• Credit: Defence
    Credit: Defence
  • Credit: ASC
    Credit: ASC
Close×

In considering the future shape of Australian naval shipbuilding it’s worthwhile to recall the adage that those who ignore the past are condemned to repeat it.

Julian Kerr | Sydney

Although Spanish philosopher, essayist, poet and novelist George Santayana died 63 years before Prime Minister Tony Abbott’s announcement in August of a long-term, continuous surface ship naval shipbuilding plan, his dictum seems particularly relevant to this undertaking.

The proposed plan involves construction in Australia from 2018 – two years earlier than anticipated – of about 20 of a new class of offshore patrol vessel (OPVs) to replace the 13-strong Armidale patrol boat fleet, and work beginning in 2020 – three years earlier than previously planned – on Future Frigates to succeed the eight-strong ANZAC class.

Although the Future Submarine, planned under Project Sea 1000 to replace the six Collins boats, was described by the Prime Minister as the third pillar of what would be a strong and sustainable industry, it was not specifically linked by him to either a continuous build or to onshore or offshore construction.

Included in the announcement was “investment” of an additional $1.2 billion in the troubled Air Warfare Destroyer (AWD) program – one way of characterising the amount necessary to cover the anticipated budget overspend that has raised questions about the commercial viability of domestic naval construction.

It’s here, and from the earlier on-time on-budget ANZAC frigate program, that lessons learnt and still being learnt about surface warship construction can be beneficially applied to the forthcoming OPV and Future Frigate projects and their demanding timelines.

And it’s here that the first cautionary note emerges, with a comment by Colin Thorne, General Manager Land and Maritime Systems at the now defunct Defence Materiel Organisation (DMO) that more time should have been spent in the AWD program on pre-production systems engineering processes, including preliminary design reviews, detailed design reviews, and production readiness reviews.

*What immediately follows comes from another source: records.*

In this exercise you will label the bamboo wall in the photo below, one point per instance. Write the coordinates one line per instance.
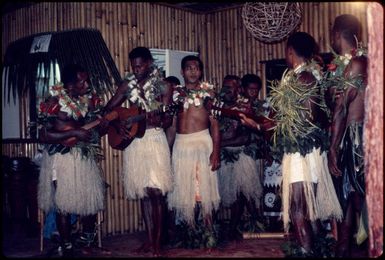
(226, 47)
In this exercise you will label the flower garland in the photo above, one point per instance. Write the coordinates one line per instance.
(334, 76)
(48, 110)
(293, 131)
(74, 108)
(151, 89)
(193, 96)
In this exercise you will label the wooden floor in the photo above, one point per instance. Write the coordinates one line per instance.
(20, 246)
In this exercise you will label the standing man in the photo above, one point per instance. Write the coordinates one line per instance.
(172, 82)
(346, 158)
(196, 150)
(70, 177)
(307, 191)
(146, 169)
(239, 181)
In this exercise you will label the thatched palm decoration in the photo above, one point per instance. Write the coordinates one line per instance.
(33, 63)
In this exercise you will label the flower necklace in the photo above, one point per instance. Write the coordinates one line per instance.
(334, 77)
(152, 89)
(74, 108)
(193, 96)
(339, 63)
(293, 129)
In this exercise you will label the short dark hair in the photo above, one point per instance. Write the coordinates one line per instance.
(349, 26)
(189, 58)
(251, 78)
(69, 73)
(233, 77)
(172, 80)
(140, 52)
(303, 44)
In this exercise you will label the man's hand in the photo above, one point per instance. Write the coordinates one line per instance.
(332, 163)
(249, 122)
(214, 161)
(103, 126)
(83, 135)
(124, 129)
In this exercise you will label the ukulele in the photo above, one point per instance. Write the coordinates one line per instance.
(70, 142)
(217, 110)
(134, 119)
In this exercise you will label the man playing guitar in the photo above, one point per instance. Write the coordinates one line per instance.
(146, 161)
(70, 180)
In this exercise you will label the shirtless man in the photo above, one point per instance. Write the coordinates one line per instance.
(308, 194)
(70, 179)
(196, 150)
(346, 158)
(239, 180)
(146, 161)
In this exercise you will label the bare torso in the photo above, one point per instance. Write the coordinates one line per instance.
(192, 120)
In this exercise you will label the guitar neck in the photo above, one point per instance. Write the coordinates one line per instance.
(137, 118)
(110, 116)
(235, 114)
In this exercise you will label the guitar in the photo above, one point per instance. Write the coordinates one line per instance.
(217, 110)
(134, 118)
(70, 142)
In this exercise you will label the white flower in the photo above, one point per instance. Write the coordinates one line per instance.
(134, 95)
(147, 94)
(197, 102)
(317, 75)
(175, 96)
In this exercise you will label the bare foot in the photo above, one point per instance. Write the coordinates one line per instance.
(144, 248)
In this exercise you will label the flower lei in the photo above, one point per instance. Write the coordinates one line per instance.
(334, 76)
(152, 89)
(193, 96)
(293, 131)
(47, 111)
(74, 108)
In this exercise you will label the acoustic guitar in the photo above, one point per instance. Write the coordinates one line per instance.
(134, 119)
(217, 110)
(70, 142)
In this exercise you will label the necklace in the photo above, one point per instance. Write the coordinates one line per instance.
(193, 96)
(151, 90)
(74, 108)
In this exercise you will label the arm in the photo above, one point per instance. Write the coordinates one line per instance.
(216, 137)
(340, 115)
(170, 133)
(119, 97)
(237, 140)
(51, 136)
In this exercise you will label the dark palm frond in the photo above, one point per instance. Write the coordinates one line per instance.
(24, 70)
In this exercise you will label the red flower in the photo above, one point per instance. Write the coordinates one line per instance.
(50, 108)
(96, 101)
(43, 107)
(53, 109)
(332, 67)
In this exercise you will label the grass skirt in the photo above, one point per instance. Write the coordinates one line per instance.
(193, 176)
(146, 163)
(243, 176)
(322, 202)
(80, 187)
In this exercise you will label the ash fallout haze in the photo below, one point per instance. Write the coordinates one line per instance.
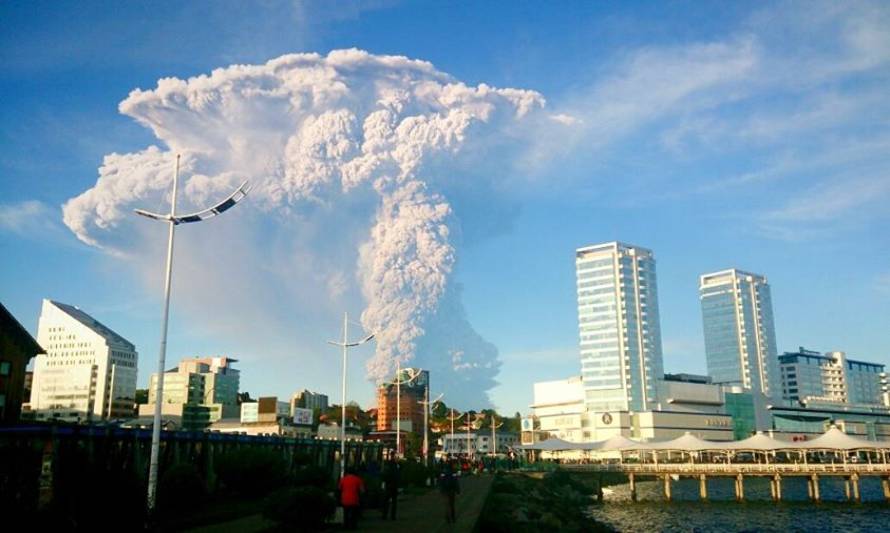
(431, 168)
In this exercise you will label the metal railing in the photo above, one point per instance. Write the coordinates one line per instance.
(735, 468)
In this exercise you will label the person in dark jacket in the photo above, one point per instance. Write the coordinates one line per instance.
(450, 488)
(391, 478)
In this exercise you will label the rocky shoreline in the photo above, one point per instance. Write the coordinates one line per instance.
(526, 502)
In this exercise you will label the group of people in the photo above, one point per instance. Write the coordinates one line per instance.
(352, 490)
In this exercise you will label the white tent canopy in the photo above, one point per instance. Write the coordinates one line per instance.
(686, 442)
(835, 439)
(758, 442)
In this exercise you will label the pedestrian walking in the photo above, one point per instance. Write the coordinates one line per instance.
(351, 488)
(450, 488)
(391, 478)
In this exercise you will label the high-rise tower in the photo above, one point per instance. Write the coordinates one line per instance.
(740, 338)
(619, 326)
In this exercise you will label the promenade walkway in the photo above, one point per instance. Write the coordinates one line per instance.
(426, 511)
(423, 511)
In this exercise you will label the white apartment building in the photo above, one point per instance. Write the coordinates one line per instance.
(740, 336)
(88, 371)
(810, 377)
(620, 334)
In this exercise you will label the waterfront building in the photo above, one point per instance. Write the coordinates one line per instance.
(620, 335)
(559, 409)
(88, 371)
(413, 391)
(198, 392)
(479, 442)
(800, 423)
(810, 377)
(684, 406)
(17, 347)
(740, 337)
(308, 400)
(265, 409)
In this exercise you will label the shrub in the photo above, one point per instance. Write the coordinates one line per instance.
(251, 470)
(181, 487)
(414, 473)
(300, 509)
(312, 475)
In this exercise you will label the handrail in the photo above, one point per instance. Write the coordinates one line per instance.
(734, 468)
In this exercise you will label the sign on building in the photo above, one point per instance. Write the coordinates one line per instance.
(302, 417)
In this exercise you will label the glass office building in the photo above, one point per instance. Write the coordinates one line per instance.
(740, 338)
(618, 320)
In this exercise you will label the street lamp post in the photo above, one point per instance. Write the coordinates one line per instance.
(345, 344)
(173, 220)
(494, 436)
(452, 418)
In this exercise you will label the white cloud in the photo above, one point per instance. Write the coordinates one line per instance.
(306, 130)
(30, 219)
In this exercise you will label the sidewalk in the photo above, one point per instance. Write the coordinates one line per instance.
(416, 512)
(426, 511)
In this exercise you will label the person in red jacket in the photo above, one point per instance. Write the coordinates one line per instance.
(351, 487)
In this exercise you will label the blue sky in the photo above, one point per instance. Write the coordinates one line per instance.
(752, 135)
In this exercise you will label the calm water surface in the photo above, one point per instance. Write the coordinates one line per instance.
(758, 513)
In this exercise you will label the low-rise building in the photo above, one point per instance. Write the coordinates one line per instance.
(332, 431)
(686, 403)
(478, 442)
(809, 376)
(403, 401)
(309, 400)
(199, 391)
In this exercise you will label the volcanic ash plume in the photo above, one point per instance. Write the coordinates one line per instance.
(307, 130)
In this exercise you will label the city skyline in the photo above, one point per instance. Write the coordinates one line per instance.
(754, 139)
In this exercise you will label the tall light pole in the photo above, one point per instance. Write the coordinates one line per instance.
(345, 344)
(426, 421)
(452, 418)
(173, 220)
(494, 436)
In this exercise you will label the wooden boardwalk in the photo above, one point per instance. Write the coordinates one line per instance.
(851, 472)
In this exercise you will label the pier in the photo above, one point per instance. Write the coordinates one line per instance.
(666, 473)
(833, 454)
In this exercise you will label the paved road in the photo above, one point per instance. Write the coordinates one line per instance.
(426, 511)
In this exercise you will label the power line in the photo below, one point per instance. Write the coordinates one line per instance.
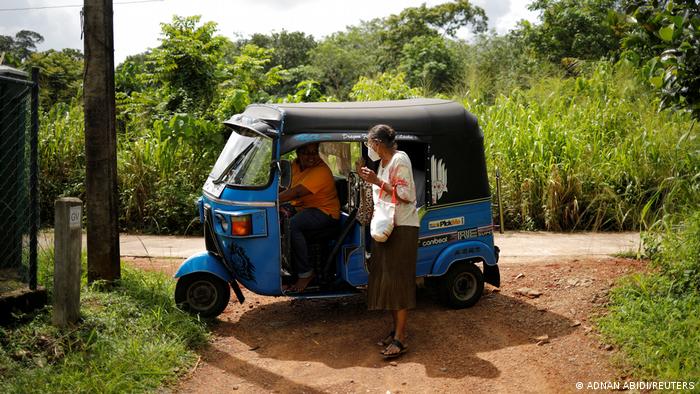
(74, 5)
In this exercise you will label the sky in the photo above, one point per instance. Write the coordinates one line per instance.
(137, 22)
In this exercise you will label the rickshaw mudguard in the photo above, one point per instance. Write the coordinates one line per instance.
(207, 262)
(471, 250)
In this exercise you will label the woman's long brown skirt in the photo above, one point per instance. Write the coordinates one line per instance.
(392, 271)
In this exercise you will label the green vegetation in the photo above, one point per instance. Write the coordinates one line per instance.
(130, 339)
(653, 317)
(587, 152)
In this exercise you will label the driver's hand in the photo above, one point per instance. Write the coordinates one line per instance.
(359, 163)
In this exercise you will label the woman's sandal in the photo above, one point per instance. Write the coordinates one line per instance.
(387, 340)
(396, 343)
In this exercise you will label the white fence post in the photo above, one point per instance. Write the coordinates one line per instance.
(67, 252)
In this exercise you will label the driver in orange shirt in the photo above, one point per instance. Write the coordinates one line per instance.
(313, 194)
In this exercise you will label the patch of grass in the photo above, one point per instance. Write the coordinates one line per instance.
(628, 254)
(653, 318)
(588, 153)
(130, 339)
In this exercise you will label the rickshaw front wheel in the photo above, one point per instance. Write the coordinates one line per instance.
(202, 293)
(462, 285)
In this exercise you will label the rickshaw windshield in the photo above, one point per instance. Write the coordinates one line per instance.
(245, 160)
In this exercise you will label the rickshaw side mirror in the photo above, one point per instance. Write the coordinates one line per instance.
(285, 168)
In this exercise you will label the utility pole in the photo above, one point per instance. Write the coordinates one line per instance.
(100, 142)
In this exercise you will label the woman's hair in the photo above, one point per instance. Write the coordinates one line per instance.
(384, 134)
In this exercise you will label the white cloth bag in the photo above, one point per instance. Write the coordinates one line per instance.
(383, 217)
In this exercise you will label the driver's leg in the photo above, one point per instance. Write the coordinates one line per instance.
(306, 220)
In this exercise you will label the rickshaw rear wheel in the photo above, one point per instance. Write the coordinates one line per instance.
(462, 285)
(202, 293)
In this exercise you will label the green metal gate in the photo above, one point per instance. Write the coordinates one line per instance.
(19, 217)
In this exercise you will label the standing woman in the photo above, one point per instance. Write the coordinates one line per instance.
(392, 277)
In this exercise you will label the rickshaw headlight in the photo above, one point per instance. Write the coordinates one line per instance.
(241, 225)
(223, 222)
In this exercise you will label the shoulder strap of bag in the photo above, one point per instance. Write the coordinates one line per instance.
(393, 193)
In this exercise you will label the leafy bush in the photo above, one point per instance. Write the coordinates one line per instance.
(653, 317)
(588, 153)
(131, 339)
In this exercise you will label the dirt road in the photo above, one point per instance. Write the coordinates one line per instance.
(506, 343)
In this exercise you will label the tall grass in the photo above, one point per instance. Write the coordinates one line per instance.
(161, 172)
(587, 153)
(61, 155)
(131, 339)
(583, 153)
(161, 169)
(653, 317)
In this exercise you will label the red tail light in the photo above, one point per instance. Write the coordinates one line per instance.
(241, 225)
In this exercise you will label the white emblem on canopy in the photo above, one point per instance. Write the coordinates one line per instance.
(438, 178)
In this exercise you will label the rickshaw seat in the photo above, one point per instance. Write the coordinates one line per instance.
(322, 235)
(341, 188)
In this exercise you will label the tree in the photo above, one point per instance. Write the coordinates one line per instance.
(18, 49)
(248, 81)
(187, 63)
(61, 75)
(444, 19)
(290, 49)
(668, 39)
(582, 29)
(342, 58)
(386, 86)
(428, 62)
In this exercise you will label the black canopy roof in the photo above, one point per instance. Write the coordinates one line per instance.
(419, 117)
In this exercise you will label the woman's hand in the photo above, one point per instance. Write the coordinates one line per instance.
(369, 176)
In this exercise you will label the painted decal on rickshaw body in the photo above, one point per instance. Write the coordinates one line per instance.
(477, 228)
(204, 262)
(470, 250)
(241, 264)
(245, 256)
(438, 178)
(445, 223)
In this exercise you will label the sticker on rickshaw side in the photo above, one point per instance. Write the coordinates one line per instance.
(455, 236)
(445, 223)
(438, 178)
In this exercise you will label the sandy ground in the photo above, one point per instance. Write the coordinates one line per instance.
(507, 343)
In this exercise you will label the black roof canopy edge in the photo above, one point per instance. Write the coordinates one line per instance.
(413, 116)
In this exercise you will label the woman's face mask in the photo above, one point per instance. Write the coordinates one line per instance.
(373, 155)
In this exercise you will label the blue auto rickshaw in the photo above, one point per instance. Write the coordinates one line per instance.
(245, 234)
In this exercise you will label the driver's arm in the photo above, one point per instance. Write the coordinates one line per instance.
(293, 193)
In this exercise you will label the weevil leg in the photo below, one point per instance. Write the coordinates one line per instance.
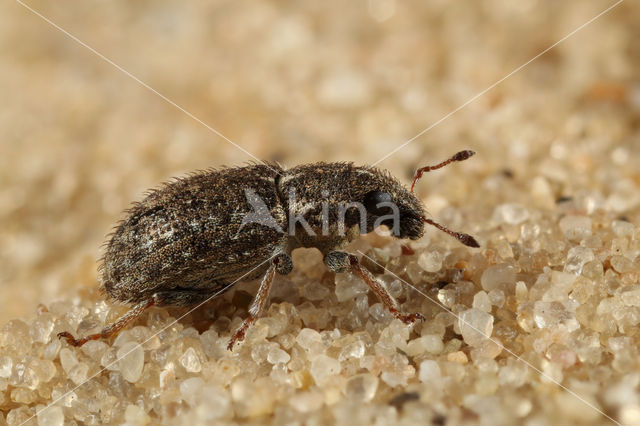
(175, 297)
(340, 261)
(111, 329)
(282, 264)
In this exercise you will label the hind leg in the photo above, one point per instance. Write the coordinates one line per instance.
(175, 297)
(281, 264)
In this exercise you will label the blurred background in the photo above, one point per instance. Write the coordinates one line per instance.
(298, 82)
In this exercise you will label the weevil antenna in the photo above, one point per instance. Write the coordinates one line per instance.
(460, 156)
(465, 239)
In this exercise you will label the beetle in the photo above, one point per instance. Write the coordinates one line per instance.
(194, 237)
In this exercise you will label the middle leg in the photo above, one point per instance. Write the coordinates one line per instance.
(340, 261)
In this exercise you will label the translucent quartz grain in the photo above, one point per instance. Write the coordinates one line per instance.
(277, 355)
(6, 364)
(430, 343)
(498, 277)
(431, 261)
(306, 402)
(348, 286)
(361, 387)
(475, 326)
(323, 366)
(575, 227)
(482, 302)
(190, 361)
(430, 372)
(510, 213)
(51, 416)
(131, 361)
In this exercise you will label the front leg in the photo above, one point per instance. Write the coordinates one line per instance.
(340, 261)
(281, 264)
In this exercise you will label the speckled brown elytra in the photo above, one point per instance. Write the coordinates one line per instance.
(191, 238)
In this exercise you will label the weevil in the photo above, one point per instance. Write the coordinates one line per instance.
(194, 237)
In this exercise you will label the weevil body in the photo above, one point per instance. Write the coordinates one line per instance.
(192, 238)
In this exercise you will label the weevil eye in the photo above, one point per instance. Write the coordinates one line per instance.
(373, 198)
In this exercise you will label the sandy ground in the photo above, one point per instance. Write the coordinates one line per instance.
(553, 195)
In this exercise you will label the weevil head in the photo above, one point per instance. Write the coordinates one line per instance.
(388, 202)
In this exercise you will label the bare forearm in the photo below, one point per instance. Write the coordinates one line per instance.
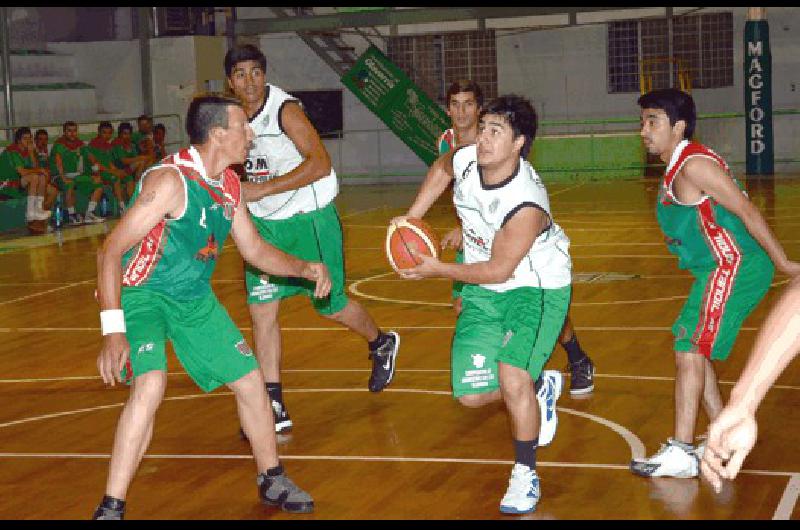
(303, 175)
(777, 344)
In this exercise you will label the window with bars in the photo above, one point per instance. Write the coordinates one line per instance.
(699, 45)
(433, 62)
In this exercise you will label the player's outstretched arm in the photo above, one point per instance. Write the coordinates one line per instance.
(271, 260)
(709, 177)
(316, 161)
(162, 195)
(733, 433)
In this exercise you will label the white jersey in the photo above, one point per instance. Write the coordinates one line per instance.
(274, 154)
(483, 210)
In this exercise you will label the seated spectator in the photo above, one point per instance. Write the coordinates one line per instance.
(159, 141)
(127, 157)
(70, 169)
(19, 169)
(100, 153)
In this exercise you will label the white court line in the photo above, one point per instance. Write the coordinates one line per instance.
(34, 295)
(788, 500)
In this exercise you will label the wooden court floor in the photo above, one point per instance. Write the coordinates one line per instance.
(410, 452)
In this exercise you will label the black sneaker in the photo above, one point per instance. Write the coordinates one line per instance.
(281, 491)
(111, 510)
(283, 423)
(582, 379)
(383, 362)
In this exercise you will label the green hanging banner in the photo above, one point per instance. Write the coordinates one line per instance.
(398, 102)
(758, 98)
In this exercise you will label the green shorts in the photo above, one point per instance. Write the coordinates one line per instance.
(313, 236)
(458, 286)
(206, 341)
(518, 327)
(719, 301)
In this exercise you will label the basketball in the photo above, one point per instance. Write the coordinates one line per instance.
(407, 235)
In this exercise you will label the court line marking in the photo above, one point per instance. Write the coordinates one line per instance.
(634, 443)
(788, 499)
(34, 295)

This was just one of numerous shortcomings identified by Thorne in the course of a robust presentation to an ASPI Future Surface Fleet conference in April, where he detailed the challenges inherent in a program where the ship designer (Navantia) had not previously exported a design for construction and the shipbuilder (ASC) had never built a surface ship.

As pointed out in a 2014 Australian National Audit Office (ANAO) report, Navantia’s decision not to join the three-way AWD Alliance grouping (government-owned ASC, Raytheon Australia and the DMO) had detracted from the Alliance’s ability to collectively and collaboratively manage risks. There had also been an incomplete alignment of incentives for sharing of best practices and for reducing costs, from design conception through to shipbuilding and ship acceptance.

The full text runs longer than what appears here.